FWIW the branch is disconnected from the main
and it's on my summer todo to merge it back :-)
Have you tried with the main branch and does it work over there?
Could you also detail your config options (especially the vci
ones).
Also, out of curiosity, what is your use case for this?
@thomasgillis thank you for your response. Yes, I am aware the branch is disconnected from the main
branch. Yes, I did build the pmodels:mpich:main
branch using the same everything and it does work perfectly (except the segfault error which is bypassed if CUDA_VISIBLE_DEVICES
is set). Maybe I should also build the thomasgillis:main
and see if it also works.
I was thinking of merging the code from thomasgillis:part-early-bird
into pmodels:mpich:main
and see if it works. I wanted to study the advantage and application of partitioned communication feature in a couple of scientific codes.

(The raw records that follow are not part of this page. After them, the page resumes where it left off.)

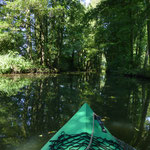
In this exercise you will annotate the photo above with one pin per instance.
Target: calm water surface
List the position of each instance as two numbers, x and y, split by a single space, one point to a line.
33 107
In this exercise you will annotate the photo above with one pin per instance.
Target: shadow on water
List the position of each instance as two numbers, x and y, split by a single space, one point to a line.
32 108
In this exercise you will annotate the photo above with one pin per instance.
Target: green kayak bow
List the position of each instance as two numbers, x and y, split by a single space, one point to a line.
82 132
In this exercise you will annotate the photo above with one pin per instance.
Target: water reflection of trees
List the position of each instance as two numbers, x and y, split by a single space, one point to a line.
47 103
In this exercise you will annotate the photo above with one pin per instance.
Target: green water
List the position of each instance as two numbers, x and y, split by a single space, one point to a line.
32 107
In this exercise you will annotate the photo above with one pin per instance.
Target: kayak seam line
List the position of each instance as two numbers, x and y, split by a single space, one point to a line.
91 134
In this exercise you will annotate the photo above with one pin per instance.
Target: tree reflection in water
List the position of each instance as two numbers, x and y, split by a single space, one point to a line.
32 108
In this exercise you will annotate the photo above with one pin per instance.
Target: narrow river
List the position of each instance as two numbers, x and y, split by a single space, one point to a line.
33 107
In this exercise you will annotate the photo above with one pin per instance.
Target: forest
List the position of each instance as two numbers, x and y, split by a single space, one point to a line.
66 35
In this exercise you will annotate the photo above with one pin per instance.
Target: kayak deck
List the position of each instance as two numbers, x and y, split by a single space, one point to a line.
83 132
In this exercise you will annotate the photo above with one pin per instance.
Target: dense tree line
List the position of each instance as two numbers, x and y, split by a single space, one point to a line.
64 35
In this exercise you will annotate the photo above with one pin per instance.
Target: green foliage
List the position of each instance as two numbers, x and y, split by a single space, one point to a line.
11 86
13 63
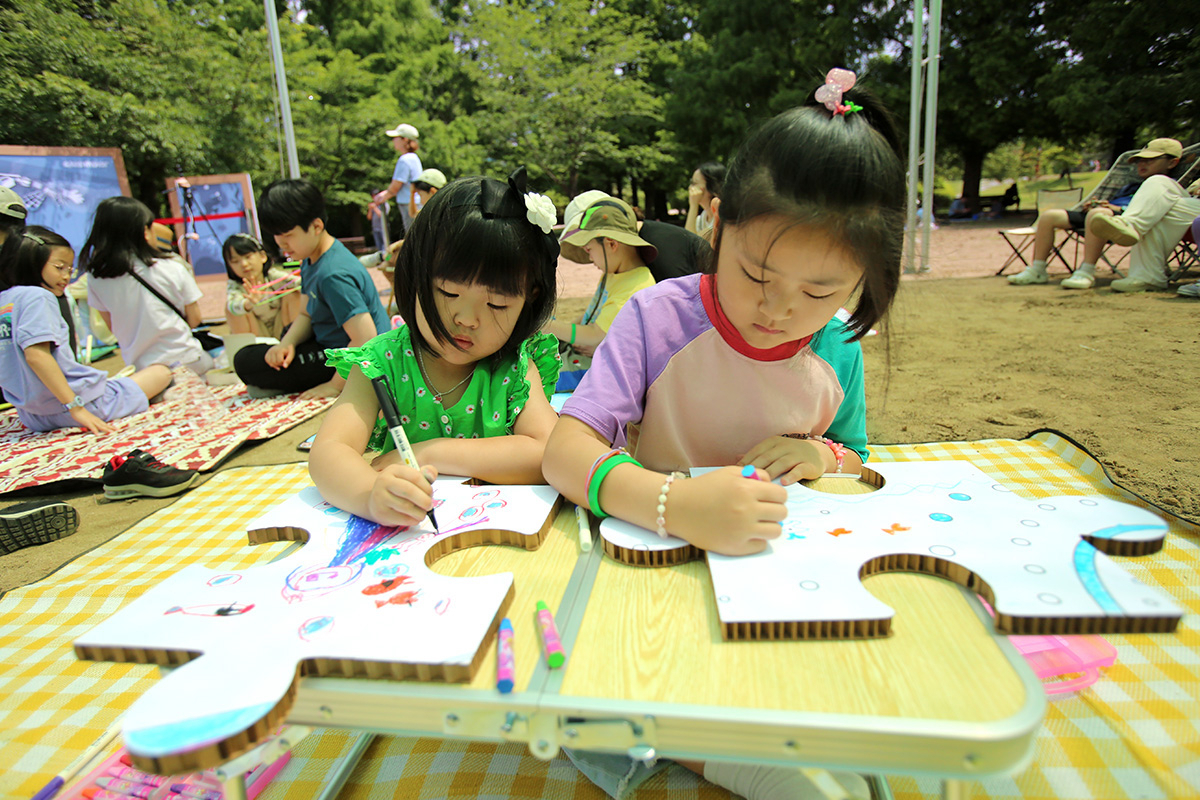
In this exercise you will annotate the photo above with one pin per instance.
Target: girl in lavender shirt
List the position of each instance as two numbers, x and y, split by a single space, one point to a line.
745 365
37 370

Yes, here is my config command. Assume all vars are appropriately set.
./configure ${opts} \
CPPFLAGS=${CPPFLAGS} \
CC=${CC} \
CFLAGS=${CFLAGS} \
CXX=${CXX} \
FC=${FC} \
FCFLAGS=${FCFLAGS} \
F77=${FC} \
FFLAGS=${FCFLAGS} \
LIBS="${LIBS}" \
LDFLAGS="${LDFLAGS}" \
MPICHLIB_CFLAGS="-fPIC" \
MPICHLIB_CXXFLAGS="-fPIC" \
MPICHLIB_FFLAGS="-fPIC" \
MPICHLIB_FCFLAGS="-fPIC"
Here opts = --with-cuda --with-device=ch4:ofi --with-libfabric=${FABRIC_PREFIX} --with-libfabric-include=${FABRIC_INCLUDE} --with-libfabric-lib=${FABRIC_LIB_DIR} --enable-fast=O2 --with-pm=no --with-pmi=cray --with-xpmem=${XPMEM} --with-wrapper-dl-type=rpath --enable-threads=multiple --enable-shared=yes --enable-static=no --with-namepublisher=file
Ok, do you mind sharing your testcode? it will be easier to debug
Also, the issue you observe, is it in MPI_Init
or MPI_PSend/Precv_init
?
Finally, could you report the cuda visible issue separately?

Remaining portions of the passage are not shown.